El reloj sonaba y podía escuchar los murmullos a lo lejos. Me refugiaba en el pasillo con la intención de que todos se olvidaran de mí. Lo único que quería era verla y saber que estaría bien, pero todos se empeñaban en negarme el acceso. Estaba sentado en el suelo, con la cabeza entre las rodillas y las manos sobre la nuca. Escuché los pasos de alguien dirigiéndose hacia mí; seguí con la cabeza entre las rodillas y respiré profundamente. Tenía miedo, sabía que todo aquello había pasado por mi culpa. Quería regresar el tiempo y detenerlo justo antes de pedirle a Andrea que la llamara; o quizá debí salir más temprano de la oficina para no cruzarme con mi madre; o, tal vez, quizá debía ir más allá, pero no sabía hasta qué punto.

—Sabía que te parecías a alguien, pero hasta ahora sé a quién —dijo la voz de un hombre.

Levanté la cabeza y miré a Cristóbal Santorini parado a un lado de mí. Hasta ese momento supe cómo sonaba su voz. Lo observé detenidamente; su cabello no iba con su rostro, debía tener alrededor de 50 o 60 años, pero tenía el cabello completamente gris. Se arrodilló frente a mí y sonrió por unos segundos.

—Jason Louis Thompson —mencionó lentamente—. Sandra me habló de ti desde que eras Dean Rosen. Fui un tonto al no poder identificarte. Quién lo diría.

Guardé silencio y seguí mirándolo, confundido y sin tener idea de lo que trataba de decirme. Había un extraño brillo en sus ojos, como si me reconociera de algún lado.

—Hace unos años, cuando daba pequeñas giras buscando un representante, conocí a un hombre en Las Vegas, Alex Evans; ambos teníamos más o menos tu edad, ¿25 o 26 años? —me preguntó—. Bueno, casi tu edad. Pasamos alrededor de dos semanas en casinos y bares; creí que éramos amigos y lo invité a pasar el verano aquí en Detroit Lakes, con mi familia. Jamás pensé que aceptaría, pero lo hizo.

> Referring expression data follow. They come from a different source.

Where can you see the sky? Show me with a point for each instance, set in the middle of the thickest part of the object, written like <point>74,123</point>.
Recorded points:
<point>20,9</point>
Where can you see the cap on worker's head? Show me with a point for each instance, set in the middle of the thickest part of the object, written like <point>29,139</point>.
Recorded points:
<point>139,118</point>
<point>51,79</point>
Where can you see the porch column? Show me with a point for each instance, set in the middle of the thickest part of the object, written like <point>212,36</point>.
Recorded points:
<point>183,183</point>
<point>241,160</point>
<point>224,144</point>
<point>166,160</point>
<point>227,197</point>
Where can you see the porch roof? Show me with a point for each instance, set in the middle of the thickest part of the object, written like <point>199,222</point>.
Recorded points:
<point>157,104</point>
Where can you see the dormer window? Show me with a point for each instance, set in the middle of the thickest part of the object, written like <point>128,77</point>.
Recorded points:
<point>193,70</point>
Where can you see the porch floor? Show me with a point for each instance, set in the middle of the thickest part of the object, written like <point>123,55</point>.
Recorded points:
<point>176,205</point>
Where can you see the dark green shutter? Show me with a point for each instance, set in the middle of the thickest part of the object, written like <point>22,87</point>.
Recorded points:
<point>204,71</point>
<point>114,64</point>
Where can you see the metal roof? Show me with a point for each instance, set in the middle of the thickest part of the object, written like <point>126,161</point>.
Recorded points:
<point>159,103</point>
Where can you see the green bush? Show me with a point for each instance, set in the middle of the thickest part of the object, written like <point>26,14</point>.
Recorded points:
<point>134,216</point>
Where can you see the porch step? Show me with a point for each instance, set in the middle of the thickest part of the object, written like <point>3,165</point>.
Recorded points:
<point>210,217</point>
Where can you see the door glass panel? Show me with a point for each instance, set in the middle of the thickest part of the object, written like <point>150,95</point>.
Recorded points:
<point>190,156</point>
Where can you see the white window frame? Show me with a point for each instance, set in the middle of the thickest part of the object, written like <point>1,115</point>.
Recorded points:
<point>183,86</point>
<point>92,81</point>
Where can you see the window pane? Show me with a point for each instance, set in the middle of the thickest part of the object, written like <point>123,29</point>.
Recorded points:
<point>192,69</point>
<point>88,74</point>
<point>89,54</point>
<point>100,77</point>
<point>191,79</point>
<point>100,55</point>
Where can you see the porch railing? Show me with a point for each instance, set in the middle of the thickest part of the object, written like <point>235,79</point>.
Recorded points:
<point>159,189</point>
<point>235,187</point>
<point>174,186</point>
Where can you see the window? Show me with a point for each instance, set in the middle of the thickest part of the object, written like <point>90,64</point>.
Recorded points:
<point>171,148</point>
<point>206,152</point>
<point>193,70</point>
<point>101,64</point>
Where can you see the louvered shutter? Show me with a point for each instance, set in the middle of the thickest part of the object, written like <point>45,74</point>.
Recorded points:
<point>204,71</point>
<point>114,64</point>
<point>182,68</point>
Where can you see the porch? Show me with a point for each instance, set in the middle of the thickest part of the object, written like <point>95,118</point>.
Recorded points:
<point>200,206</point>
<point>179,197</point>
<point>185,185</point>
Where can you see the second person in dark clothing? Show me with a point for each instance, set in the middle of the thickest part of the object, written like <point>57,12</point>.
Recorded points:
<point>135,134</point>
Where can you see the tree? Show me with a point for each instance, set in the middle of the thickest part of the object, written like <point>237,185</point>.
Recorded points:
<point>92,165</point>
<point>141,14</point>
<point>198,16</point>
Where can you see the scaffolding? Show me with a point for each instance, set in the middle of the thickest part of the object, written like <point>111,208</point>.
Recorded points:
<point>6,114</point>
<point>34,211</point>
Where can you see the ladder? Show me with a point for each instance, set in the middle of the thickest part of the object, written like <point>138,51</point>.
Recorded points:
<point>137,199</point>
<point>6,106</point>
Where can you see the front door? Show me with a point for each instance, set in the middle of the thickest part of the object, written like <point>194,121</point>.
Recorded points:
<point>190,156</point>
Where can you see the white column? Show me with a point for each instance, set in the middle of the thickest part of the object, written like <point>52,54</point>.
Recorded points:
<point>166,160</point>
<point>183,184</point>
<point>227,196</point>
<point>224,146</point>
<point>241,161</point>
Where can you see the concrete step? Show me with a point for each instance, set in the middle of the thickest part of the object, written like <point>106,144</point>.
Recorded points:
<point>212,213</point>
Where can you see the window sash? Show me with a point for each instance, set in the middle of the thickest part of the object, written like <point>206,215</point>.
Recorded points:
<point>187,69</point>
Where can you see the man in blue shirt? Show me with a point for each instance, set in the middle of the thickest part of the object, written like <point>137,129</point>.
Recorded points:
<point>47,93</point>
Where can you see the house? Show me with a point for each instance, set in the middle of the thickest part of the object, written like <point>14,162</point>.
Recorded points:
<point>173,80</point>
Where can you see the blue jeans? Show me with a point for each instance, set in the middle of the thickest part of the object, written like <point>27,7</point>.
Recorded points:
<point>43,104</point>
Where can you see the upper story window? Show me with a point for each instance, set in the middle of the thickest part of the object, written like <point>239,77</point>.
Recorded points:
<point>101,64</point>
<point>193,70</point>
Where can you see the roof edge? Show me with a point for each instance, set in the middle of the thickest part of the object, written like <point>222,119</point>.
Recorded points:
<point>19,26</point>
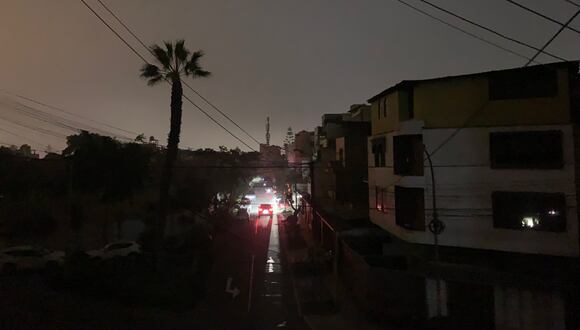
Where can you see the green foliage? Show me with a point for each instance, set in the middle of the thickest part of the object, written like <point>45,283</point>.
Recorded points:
<point>101,164</point>
<point>174,62</point>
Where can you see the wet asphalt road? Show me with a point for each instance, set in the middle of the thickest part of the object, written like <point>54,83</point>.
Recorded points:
<point>247,257</point>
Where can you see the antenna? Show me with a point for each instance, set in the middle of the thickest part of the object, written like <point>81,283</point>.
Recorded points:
<point>267,130</point>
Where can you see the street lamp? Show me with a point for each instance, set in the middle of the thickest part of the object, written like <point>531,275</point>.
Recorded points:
<point>436,227</point>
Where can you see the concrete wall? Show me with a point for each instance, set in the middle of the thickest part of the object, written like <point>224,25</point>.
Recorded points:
<point>517,308</point>
<point>451,102</point>
<point>465,181</point>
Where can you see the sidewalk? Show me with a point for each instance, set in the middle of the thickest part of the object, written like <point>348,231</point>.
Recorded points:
<point>311,285</point>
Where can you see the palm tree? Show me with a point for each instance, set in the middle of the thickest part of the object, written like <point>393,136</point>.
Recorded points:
<point>174,61</point>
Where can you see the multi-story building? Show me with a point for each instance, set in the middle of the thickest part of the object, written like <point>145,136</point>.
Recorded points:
<point>505,152</point>
<point>340,150</point>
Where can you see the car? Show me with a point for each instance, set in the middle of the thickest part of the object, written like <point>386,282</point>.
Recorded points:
<point>118,249</point>
<point>243,214</point>
<point>29,258</point>
<point>265,209</point>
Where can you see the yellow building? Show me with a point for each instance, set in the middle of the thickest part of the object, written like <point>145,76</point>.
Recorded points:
<point>504,149</point>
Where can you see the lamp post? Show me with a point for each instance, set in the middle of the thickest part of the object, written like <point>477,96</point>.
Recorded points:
<point>436,227</point>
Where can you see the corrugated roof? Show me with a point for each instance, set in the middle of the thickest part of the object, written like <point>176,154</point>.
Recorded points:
<point>409,83</point>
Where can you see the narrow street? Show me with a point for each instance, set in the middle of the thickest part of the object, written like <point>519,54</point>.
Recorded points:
<point>247,257</point>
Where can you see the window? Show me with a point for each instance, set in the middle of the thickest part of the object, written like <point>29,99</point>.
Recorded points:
<point>410,208</point>
<point>381,199</point>
<point>408,154</point>
<point>379,150</point>
<point>525,83</point>
<point>528,150</point>
<point>529,211</point>
<point>384,107</point>
<point>118,246</point>
<point>407,110</point>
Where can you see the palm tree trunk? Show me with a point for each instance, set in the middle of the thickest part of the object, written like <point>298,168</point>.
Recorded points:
<point>170,157</point>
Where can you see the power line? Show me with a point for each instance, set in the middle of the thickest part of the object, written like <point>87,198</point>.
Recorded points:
<point>185,83</point>
<point>553,37</point>
<point>35,128</point>
<point>216,122</point>
<point>573,3</point>
<point>464,31</point>
<point>19,136</point>
<point>542,15</point>
<point>145,61</point>
<point>490,30</point>
<point>70,113</point>
<point>58,121</point>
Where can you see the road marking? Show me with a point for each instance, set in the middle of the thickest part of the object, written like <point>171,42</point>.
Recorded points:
<point>235,291</point>
<point>251,284</point>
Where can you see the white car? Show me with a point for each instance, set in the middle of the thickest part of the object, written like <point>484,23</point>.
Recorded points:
<point>116,250</point>
<point>29,258</point>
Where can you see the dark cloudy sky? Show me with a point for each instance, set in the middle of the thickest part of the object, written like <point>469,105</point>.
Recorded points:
<point>290,60</point>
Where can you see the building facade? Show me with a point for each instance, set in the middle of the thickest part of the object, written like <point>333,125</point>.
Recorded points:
<point>504,147</point>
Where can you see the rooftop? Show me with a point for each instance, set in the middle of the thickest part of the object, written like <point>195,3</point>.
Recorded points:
<point>572,65</point>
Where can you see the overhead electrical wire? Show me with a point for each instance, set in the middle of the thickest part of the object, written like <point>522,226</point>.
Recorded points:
<point>573,3</point>
<point>496,45</point>
<point>145,61</point>
<point>501,35</point>
<point>134,35</point>
<point>34,128</point>
<point>30,99</point>
<point>553,37</point>
<point>542,15</point>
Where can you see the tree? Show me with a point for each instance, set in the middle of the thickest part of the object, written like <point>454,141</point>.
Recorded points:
<point>173,62</point>
<point>102,167</point>
<point>140,138</point>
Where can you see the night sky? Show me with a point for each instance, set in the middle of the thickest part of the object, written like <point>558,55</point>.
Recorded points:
<point>290,60</point>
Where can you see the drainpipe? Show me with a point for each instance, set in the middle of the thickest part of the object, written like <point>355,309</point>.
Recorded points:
<point>436,227</point>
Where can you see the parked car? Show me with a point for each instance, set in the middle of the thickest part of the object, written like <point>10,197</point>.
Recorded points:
<point>29,258</point>
<point>243,214</point>
<point>265,209</point>
<point>118,249</point>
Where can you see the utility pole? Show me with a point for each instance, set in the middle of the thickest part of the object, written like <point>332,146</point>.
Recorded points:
<point>311,169</point>
<point>436,227</point>
<point>267,130</point>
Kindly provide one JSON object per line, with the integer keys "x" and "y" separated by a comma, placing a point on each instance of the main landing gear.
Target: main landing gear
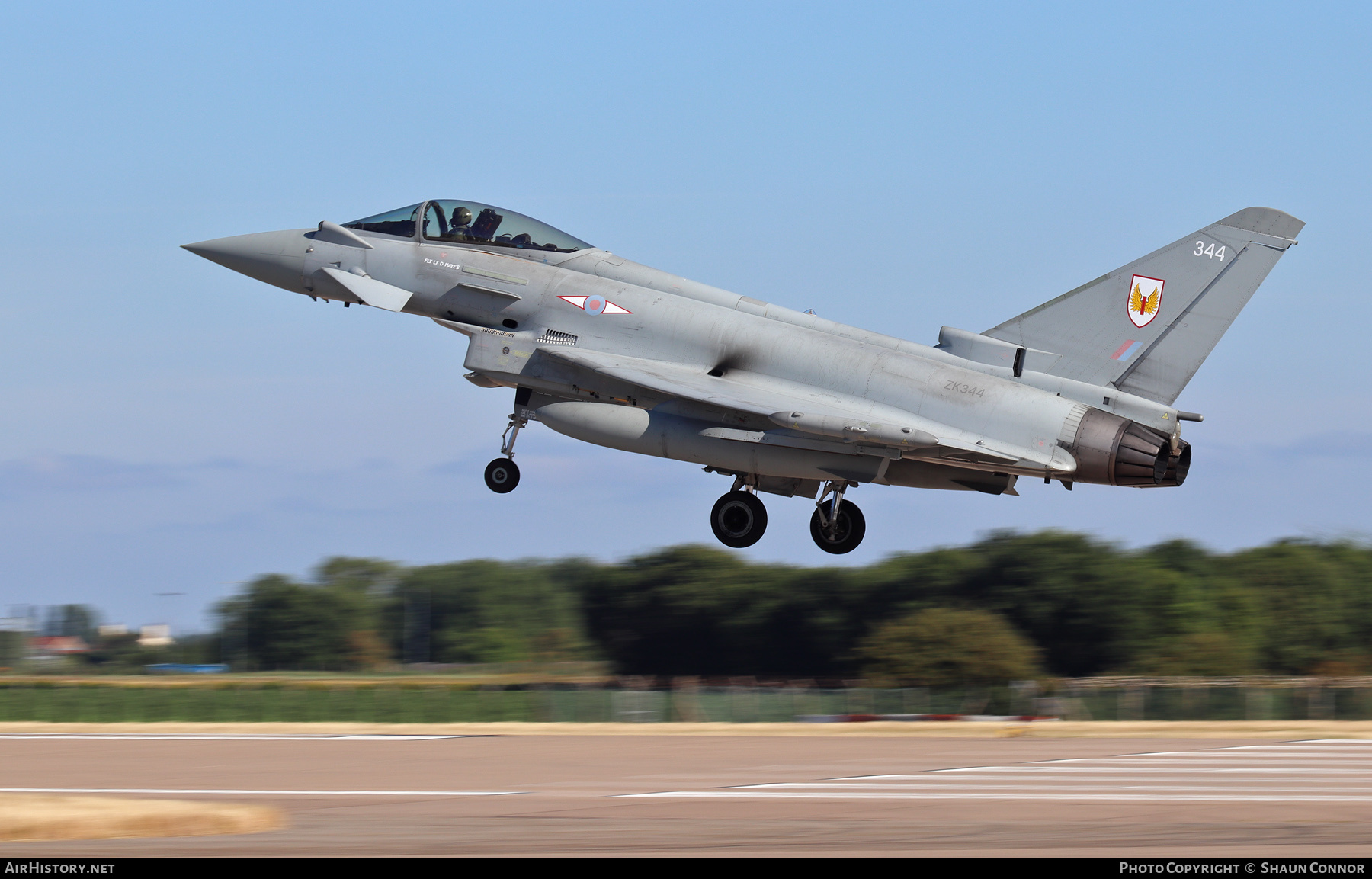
{"x": 502, "y": 473}
{"x": 838, "y": 525}
{"x": 740, "y": 518}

Me incorporé un poco y seguí sin decir una sola palabra. No comprendía por qué aquello podía interesarme. Solo quería que cerrara la boca y se fuera con los demás a la sala de espera.

—Llegó el 19 de junio de 1975. Nunca olvidaré ese domingo de lluvia. Recuerdo que ayudamos a reparar el techo de la casa de los Dutson, mis vecinos. Allí inició todo. Él la conoció.

—¿Los Dutson? —pregunté confundido.

—Supongo que no sabes quién es Marion Dutson, ¿verdad? —dijo con un suspiro—. Ella se parecía mucho a Sandy: hermosa, inteligente y con un sentido del humor que... Bueno... —Guardó silencio y juntó las manos—. Siempre la amé, era dulce y gentil, pero Marion lo prefirió a él.

—Usted debe ser buen amigo de Jake, ¿no? —añadí con tono burlón.

—Supongo que el señor Roberts y yo tenemos eso en común.

—Pero, ¿qué tiene que ver eso conmigo? Digo, no es el momento de hablar del pasado...

—Marion y él tuvieron una relación que duró alrededor de diez años —me interrumpió—. Él se iba y regresaba cada dos meses y se quedaba unos días a su lado. Se le fue la juventud esperando que él le propusiera matrimonio, pero jamás lo hizo. A mediados del año 1978, desapareció y solo le envió cartas, y regresó después de cinco meses —se quedó un momento en silencio y cruzó los brazos, después volvió a poner las manos juntas—. En el año 1985, él no regresó y sus cartas no volvieron a llegar.

Lo miré fijamente y abrí los labios sin poder mencionar una sola palabra. Sentí un escalofrío recorrer mis piernas y detenerse en mi estómago. Santorini esbozaba una tenue y ligera sonrisa, era un gesto de conformidad, de fascinación.

—Se hacía llamar Alex Evans, decía vivir en Atlanta y dedicarse a ayudar a sus padres en una vieja fábrica de botas —señaló sin borrar esa extraña sonrisa—. Lo busqué tanto como pude, durante meses, pero no encontré rastro de ningún Alex ni de ninguna fábrica de botas de ninguna familia Evans. Lo busqué como loco para calmar el dolor que Marion sentía, pero no pude hallarlo.